THE DOG STANDS at the exhibition grounds are famous for those who want to test the myths about canine-owner relationships. Much has been written about owners or breeders looking like the dog. But I've never really found it. Sometimes quite the opposite.

There are plenty of obese, earthbound shapes lovingly tending the Salukis, for example. And the Afghans. Those wonderful hounds bred to pound over the barren high deserts of the Hindu Kush, hair streaming from the ears and tail as they lunge in unison after gazelle across the surface of ancient Mughal and Ottoman paintings. Long nose and limbs, high-cut waist, belly arching into an inverse curve before meeting the flanks. Every bit as beautiful as in legend and painted miniature – and yet here lolling in blanketed square boxes deep in the heart of Ozzieland. Patiently dreaming of an exotic past as their squat owners brush and part, smooth and fuss, bending over their wonderful living sculptures to dedicate their tiny lives to an infinite perfection mastered well before Australia was dreamed into being.

These dogs were Persian aristocrats and their owners know it, prepared to devote money, time, relationships and attention to these creatures from another culture. Reminders of other places, other cultures, other times: cultural data inscribed in every line of their wonderful bodies. These dogs were from the stuff of legend – amid the paraphernalia of the everyday they appear as strange as might a man in lightweight Ottoman hunting armour. And yet here they were as pets.

Questions about how much the owners knew about the cultures that had originally refined the breeds drifted in and out of my head. I passed the wonderful, compact, panda-like contours of the Akita Inus and thought how well they seemed to fit with the place and purpose from which they had originated. Aloof as the sighthounds, but stockier, focused, unrelentingly strong-willed, these were thick-coated aggressors bred to bring down the really solid prey – boars, elk, even Asian black bears. They looked so wonderfully Japanese, regal in a nonplussed Japanese kind of way. I couldn't work out whether I imposed this on the animals, or whether it came through the forms themselves. I wondered again how the owners felt about cultural diversity.

Lots of booths were empty, but on the third turn of the labyrinth of the pavilion, just before the exit, I watched a large smudgy woman grooming the fur of an outstandingly sure-footed little dog into bows and carefully arranged moustaches. I made a horrible mistake. People who compete at such events must get sick of the ignorant though adoring public, and I can't blame the breeder for almost reducing me to dust with the brevity and simmer of her response. Admiringly, I asked her if the little animal was a Skye Terrier. 'She's a Lhasa Apso [you retard],' she hissed.

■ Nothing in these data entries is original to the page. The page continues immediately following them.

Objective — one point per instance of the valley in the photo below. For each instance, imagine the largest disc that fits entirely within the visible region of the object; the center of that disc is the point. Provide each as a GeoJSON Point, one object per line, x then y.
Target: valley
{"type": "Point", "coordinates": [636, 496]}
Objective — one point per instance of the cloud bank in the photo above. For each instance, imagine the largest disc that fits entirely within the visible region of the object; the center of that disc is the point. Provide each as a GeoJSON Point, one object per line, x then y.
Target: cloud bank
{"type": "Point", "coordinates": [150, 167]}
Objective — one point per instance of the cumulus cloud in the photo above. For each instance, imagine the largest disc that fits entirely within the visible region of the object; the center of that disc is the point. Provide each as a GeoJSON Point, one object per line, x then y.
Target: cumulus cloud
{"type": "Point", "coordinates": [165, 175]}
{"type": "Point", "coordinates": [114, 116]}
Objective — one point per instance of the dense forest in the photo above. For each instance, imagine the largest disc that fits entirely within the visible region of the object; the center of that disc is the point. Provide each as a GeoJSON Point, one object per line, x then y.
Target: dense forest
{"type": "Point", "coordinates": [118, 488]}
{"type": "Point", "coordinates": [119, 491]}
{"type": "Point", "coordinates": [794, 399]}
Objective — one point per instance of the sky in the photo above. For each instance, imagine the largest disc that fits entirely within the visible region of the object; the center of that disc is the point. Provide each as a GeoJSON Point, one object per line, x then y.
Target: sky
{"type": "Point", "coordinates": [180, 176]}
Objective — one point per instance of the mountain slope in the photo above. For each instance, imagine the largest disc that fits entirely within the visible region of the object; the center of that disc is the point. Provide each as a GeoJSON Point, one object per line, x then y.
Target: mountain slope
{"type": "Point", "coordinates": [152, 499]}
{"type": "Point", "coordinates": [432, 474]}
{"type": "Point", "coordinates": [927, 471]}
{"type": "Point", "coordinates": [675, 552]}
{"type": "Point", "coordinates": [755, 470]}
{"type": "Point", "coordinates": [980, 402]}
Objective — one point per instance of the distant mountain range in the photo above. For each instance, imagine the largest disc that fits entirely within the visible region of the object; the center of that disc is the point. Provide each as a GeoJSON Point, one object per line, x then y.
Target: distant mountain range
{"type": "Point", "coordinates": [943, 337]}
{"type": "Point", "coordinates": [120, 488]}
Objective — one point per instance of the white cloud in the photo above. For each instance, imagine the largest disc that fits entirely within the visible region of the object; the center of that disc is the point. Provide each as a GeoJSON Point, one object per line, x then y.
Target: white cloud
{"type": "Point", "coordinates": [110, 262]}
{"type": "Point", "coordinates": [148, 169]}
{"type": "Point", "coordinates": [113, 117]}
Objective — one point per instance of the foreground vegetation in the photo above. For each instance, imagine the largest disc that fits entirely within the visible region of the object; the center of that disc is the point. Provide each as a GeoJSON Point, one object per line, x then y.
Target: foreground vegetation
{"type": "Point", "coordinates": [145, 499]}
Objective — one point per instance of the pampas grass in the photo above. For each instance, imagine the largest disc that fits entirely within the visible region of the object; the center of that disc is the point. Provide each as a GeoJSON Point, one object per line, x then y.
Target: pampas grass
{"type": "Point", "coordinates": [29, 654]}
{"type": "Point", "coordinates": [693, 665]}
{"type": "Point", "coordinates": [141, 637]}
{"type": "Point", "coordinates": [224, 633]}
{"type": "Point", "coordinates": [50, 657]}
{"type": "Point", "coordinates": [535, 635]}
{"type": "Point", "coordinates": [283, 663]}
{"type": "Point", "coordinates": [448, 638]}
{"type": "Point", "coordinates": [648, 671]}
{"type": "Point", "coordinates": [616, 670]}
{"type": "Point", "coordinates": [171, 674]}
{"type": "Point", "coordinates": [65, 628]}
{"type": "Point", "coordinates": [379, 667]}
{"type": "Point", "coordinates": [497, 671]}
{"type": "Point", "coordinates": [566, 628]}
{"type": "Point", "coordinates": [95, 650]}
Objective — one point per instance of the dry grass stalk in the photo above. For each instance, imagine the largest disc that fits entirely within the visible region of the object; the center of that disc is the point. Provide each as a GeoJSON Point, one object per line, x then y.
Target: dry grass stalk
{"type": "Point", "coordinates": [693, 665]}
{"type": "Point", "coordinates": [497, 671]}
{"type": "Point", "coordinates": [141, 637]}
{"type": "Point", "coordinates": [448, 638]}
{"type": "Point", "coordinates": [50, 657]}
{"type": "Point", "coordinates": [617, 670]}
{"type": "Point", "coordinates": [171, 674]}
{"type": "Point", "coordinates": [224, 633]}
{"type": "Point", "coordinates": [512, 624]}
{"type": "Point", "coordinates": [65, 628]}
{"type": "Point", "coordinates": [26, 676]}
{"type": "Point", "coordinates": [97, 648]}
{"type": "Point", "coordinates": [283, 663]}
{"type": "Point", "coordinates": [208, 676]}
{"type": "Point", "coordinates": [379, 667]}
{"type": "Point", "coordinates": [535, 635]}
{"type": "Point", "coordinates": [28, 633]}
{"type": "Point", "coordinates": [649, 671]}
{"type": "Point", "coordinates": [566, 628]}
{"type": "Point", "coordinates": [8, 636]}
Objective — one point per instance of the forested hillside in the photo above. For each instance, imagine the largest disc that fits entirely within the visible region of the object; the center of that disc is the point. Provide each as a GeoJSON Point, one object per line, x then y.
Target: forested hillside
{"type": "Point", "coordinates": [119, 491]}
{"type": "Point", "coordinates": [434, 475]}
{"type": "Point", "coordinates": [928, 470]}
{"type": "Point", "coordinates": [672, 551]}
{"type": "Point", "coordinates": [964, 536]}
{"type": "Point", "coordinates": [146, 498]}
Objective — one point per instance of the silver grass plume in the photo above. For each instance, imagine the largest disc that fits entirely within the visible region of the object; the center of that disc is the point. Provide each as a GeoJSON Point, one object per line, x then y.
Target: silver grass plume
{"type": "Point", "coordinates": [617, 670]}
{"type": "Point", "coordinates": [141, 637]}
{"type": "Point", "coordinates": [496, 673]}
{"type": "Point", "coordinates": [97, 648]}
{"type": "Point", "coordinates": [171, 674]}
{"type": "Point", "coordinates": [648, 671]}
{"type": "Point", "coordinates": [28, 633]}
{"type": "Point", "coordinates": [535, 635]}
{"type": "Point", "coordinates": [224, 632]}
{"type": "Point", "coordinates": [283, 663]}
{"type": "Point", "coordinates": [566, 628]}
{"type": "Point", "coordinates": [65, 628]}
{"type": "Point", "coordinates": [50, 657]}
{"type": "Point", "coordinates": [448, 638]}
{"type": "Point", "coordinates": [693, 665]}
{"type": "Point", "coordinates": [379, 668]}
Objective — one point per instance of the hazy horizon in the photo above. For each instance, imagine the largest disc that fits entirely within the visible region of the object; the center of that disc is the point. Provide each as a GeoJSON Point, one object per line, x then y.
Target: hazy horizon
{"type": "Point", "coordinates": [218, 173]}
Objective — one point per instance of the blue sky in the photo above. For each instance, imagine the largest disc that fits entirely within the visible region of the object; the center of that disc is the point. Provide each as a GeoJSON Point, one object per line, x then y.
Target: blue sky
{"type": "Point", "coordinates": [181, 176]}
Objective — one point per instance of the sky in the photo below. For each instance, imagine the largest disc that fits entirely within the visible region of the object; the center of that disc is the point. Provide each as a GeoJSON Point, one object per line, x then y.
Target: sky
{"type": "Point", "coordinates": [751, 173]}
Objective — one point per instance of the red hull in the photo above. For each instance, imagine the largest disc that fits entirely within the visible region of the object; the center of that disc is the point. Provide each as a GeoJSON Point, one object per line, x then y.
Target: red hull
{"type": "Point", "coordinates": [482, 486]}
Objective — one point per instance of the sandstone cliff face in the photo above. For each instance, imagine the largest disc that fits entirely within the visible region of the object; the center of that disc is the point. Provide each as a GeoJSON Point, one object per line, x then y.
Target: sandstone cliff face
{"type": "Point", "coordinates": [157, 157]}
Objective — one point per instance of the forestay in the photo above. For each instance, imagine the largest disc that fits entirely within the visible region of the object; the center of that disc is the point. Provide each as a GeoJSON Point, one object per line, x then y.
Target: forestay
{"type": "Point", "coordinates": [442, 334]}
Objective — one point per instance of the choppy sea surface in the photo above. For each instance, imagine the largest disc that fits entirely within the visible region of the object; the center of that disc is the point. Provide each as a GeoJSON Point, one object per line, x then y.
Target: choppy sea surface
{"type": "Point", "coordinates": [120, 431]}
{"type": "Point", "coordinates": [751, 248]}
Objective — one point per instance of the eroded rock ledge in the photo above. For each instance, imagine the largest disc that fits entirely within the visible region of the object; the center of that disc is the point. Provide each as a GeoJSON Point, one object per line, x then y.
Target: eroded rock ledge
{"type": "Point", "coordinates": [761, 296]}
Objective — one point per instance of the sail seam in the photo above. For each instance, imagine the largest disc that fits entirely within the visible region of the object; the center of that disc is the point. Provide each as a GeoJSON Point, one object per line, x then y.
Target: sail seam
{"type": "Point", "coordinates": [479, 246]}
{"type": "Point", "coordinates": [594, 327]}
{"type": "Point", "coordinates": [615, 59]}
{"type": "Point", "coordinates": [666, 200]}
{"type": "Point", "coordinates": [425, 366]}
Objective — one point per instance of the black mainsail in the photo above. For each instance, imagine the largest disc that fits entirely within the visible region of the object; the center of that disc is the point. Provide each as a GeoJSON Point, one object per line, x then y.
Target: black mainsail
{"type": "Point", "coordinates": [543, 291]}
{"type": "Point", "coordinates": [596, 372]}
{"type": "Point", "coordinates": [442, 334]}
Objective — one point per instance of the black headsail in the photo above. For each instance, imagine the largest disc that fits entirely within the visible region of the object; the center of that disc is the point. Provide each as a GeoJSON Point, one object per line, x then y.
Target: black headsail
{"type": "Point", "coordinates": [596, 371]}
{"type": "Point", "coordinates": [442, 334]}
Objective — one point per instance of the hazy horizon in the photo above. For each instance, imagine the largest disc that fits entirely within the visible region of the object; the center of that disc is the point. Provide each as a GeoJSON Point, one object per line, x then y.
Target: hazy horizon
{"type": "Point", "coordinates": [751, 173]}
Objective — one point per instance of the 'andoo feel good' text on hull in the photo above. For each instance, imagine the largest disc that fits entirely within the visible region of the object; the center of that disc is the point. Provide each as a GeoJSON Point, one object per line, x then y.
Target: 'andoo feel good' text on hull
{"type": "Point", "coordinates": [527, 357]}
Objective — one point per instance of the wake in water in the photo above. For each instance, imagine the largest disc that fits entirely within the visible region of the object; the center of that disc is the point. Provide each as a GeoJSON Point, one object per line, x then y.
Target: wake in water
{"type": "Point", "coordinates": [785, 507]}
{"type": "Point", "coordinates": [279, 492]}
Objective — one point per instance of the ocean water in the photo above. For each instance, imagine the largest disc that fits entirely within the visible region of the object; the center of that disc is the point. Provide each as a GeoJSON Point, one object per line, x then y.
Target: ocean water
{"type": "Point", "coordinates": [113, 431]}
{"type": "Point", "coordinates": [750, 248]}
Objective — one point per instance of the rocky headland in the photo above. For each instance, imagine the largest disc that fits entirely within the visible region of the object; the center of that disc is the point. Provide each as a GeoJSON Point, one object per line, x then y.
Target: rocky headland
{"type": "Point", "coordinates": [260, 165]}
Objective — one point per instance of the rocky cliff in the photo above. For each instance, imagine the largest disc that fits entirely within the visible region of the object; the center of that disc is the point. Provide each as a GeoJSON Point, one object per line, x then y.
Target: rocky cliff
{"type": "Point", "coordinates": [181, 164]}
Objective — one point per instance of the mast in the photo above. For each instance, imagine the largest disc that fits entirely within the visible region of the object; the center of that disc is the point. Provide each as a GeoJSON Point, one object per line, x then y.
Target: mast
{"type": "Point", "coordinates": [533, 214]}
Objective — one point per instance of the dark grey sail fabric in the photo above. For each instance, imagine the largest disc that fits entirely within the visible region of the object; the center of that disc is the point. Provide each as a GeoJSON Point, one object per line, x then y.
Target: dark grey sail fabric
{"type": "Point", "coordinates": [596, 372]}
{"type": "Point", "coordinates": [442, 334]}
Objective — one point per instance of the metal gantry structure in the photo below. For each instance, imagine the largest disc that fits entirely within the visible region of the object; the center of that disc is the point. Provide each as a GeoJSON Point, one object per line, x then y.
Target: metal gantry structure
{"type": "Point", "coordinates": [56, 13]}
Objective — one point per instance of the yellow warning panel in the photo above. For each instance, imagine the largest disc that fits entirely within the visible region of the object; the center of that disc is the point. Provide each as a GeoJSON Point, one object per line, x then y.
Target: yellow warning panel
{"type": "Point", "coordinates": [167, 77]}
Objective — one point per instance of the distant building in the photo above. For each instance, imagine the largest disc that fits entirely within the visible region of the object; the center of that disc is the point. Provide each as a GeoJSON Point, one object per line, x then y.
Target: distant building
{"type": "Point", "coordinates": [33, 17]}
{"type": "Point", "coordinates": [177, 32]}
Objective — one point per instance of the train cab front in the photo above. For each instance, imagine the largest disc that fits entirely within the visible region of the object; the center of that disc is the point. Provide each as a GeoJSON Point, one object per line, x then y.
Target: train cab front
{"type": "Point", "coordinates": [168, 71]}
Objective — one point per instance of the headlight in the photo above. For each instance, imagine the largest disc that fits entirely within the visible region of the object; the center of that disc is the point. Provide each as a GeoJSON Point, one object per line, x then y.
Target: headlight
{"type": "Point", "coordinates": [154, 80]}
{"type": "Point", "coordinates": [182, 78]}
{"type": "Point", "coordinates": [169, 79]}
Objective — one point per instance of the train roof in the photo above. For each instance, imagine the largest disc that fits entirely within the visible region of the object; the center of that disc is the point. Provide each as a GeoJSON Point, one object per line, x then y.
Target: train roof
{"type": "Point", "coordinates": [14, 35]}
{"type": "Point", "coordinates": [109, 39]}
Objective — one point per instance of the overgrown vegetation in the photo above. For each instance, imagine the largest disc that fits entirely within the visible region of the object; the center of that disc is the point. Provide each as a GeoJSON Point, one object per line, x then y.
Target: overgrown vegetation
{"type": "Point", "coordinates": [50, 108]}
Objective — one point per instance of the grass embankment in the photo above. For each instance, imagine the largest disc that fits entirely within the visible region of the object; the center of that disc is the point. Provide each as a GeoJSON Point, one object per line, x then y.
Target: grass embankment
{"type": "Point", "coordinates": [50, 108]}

In her skilfully aimed, truncated response it was obvious that the woman could not believe that a little animal which had been engineered in the magnificent high deserts of Tibet by generations of Buddhist monks could be confused with anything else.

And she was right. I'd lost my eye, forgotten my history, and had behaved like the enthusiastic amateur I was. I was glad to leave. Outside, in the full glare of an early winter afternoon, the judges were concentrating. The white-coated breeders and handlers were attempting to bring a bevy of Basenjis into order. The Basenjis, true to their breed, gazed in a faraway mode, at things and ideas beyond the incidentals of the competition at Homebush. Their little brows were furrowed in concentration, their little tails curled against their short, strong backs. I had no doubt inner visions took them back to Africa, to the view of the savannah from atop a tree, from a place where wider horizons and longer histories might be dreamed about anew.